27.03.2019 à 09:15

Transports publicsVol d’identité: il écope d'une amende

Un Biennois a reçu une amende de 100 francs pour un trajet en bus qu'il n'a jamais effectué. Un resquilleur a utilisé son identité lors d'un contrôle. Un cas qui ne serait pas isolé.

von
Christine Talos
Les resquilleurs sont nombreux à dénoncer une connaissance au moment de livrer leurs données aux contrôleurs.

Les resquilleurs sont nombreux à dénoncer une connaissance au moment de livrer leurs données aux contrôleurs.

Keystone

Mauvaise surprise pour un Biennois de 28 ans. L'homme a en effet reçu une amende de 100 francs de la part des transports publics bernois dans sa boîte aux lettres. Selon Bernmobil, il n'aurait pas payé son billet sur un trajet dans la région bernoise. L'homme tombe des nues: car il n'utilise jamais les transports publics. Il ne se déplace qu'en voiture. Du coup, pour prouver son innocence, il a dû aller fournir un échantillon de son écriture au transporteur. «Je suis très fâché car j'ai dû prendre congé exprès pour cela», confie-t-il mercredi à «20 Minuten».

Que s'est-il passé? Le Biennois est sûr que quelqu'un d'autre a livré ses données au contrôleur, quelqu'un qui connaît son adresse. Il songe à un ami sur Facebook. En effet, jusqu'à peu, sa date de naissance figurait encore sur son compte. C'était donc très facile pour une personne malintentionnée de recouper et de donner ses données personnelles. En attendant d'éclaircir le cas, il a porté plainte contre inconnu.

Cas fréquents

Son cas ne serait pas rare, explique «20 Minuten». Ils se produisent d'autant plus facilement qu'en Suisse on n'est pas obligé d'avoir sur soi une carte d'identité.

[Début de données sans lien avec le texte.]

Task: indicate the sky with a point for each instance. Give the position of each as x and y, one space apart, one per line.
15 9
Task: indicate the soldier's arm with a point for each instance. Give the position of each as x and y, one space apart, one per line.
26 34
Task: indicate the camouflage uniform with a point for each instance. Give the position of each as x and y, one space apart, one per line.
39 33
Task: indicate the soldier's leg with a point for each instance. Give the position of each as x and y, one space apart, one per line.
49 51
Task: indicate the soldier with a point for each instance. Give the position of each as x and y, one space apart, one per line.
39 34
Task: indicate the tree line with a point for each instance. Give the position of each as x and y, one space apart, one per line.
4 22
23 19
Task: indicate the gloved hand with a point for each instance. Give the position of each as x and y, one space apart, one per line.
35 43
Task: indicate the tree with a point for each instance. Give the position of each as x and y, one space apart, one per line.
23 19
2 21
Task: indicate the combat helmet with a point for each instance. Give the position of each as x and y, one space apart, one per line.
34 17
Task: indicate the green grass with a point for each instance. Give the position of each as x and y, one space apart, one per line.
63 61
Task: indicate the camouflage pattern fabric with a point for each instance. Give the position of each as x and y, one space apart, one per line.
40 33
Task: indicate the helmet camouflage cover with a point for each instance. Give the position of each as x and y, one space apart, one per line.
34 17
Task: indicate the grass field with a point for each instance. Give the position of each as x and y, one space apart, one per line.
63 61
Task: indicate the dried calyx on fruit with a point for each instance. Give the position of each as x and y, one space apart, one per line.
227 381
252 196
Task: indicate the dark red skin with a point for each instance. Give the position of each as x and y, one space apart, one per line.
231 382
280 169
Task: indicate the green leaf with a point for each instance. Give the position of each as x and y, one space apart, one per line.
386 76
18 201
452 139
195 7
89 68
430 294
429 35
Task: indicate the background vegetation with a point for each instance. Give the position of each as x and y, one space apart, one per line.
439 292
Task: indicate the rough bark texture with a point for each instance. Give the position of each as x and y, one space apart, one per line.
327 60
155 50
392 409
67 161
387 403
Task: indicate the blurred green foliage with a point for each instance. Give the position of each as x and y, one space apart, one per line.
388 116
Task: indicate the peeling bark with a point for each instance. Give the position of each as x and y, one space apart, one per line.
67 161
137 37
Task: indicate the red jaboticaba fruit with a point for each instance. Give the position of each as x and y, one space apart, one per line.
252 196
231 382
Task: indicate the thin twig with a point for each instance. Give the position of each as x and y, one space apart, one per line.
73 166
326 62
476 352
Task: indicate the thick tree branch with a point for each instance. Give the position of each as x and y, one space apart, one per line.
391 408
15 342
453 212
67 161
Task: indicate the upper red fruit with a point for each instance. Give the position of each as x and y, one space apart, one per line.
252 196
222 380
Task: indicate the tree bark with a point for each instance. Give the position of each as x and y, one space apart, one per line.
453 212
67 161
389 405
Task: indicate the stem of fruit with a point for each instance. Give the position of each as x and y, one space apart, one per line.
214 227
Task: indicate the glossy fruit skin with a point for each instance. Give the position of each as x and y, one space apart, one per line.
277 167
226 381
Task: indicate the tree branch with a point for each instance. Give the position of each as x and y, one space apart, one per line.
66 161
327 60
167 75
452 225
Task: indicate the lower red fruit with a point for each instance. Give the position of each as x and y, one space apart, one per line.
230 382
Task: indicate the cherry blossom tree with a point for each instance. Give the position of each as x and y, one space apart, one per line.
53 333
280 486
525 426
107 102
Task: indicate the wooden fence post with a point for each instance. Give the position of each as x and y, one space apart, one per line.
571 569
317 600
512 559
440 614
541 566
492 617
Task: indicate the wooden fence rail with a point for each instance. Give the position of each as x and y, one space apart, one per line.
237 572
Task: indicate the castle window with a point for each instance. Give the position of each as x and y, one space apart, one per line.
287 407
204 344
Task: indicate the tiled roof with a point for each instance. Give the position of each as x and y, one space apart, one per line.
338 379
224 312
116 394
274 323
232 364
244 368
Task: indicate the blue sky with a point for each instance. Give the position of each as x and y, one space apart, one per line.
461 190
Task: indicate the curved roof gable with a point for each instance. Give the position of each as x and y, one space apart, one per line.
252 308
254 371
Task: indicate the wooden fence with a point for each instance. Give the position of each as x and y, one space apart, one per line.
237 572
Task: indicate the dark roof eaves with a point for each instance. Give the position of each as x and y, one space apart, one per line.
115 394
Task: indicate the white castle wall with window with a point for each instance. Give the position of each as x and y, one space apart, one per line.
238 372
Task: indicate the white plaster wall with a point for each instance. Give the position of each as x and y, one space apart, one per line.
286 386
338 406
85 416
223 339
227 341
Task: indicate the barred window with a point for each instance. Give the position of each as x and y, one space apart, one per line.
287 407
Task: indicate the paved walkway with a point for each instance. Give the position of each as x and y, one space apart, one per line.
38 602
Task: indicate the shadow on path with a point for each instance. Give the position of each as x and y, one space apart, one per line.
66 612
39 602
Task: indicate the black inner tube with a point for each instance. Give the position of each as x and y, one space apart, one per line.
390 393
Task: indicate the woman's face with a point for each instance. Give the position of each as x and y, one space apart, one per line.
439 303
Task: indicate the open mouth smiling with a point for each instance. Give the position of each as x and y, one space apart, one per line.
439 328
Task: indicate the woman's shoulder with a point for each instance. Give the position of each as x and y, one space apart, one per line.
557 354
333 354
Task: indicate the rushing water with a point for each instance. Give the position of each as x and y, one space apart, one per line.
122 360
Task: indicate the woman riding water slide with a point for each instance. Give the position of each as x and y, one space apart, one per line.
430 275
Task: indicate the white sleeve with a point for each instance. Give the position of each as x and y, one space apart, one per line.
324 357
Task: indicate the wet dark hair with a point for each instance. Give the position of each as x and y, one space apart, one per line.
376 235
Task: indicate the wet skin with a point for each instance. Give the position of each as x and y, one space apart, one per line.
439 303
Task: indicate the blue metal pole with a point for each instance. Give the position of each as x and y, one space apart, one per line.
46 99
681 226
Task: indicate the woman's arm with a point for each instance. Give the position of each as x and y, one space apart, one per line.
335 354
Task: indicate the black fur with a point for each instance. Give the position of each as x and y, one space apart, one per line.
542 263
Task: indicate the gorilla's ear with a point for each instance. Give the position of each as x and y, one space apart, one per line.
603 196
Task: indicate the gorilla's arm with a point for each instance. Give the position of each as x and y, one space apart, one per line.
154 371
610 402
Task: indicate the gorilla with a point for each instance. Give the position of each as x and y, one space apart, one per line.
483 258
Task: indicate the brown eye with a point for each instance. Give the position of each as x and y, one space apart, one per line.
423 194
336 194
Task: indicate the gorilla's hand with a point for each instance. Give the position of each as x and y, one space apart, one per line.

Selon la porte-parole de CarPostal, des fraudeurs livrent ainsi au moins une fois par jour une fausse identité aux contrôleurs. Chaque année, CarPostal enregistre quelque 300 cas de ce type. La plupart du temps, les resquilleurs dénoncent des gens qu'ils connaissaient. «Mais il y a aussi ceux qui ont une adresse à portée de main en cas d'inspection», explique Katharina Merkle.

Aux CFF ainsi que dans d'autres entreprises de transport, ce genre de cas est fréquent mais on ne tient pas de statistiques. Partout on pointe du doigt le fait que l'on n'est pas obligé en Suisse d'avoir une carte d'identité sur soi.

«20 Minuten» rappelle encore que le 1er avril prochain, le registre national des fraudeurs sera lancé. Ce système enregistrera de manière centralisée tous les voyageurs qui sont contrôlés dans les transports publics sans titre de transport valable. CarPostal espère que cela permettra d'améliorer la situation. «Le but premier est de dissuader les fraudeurs notoires. Grâce à ce registre, ils pourront être identifiés dans toutes les compagnies de transport», estime Katharina Merkle.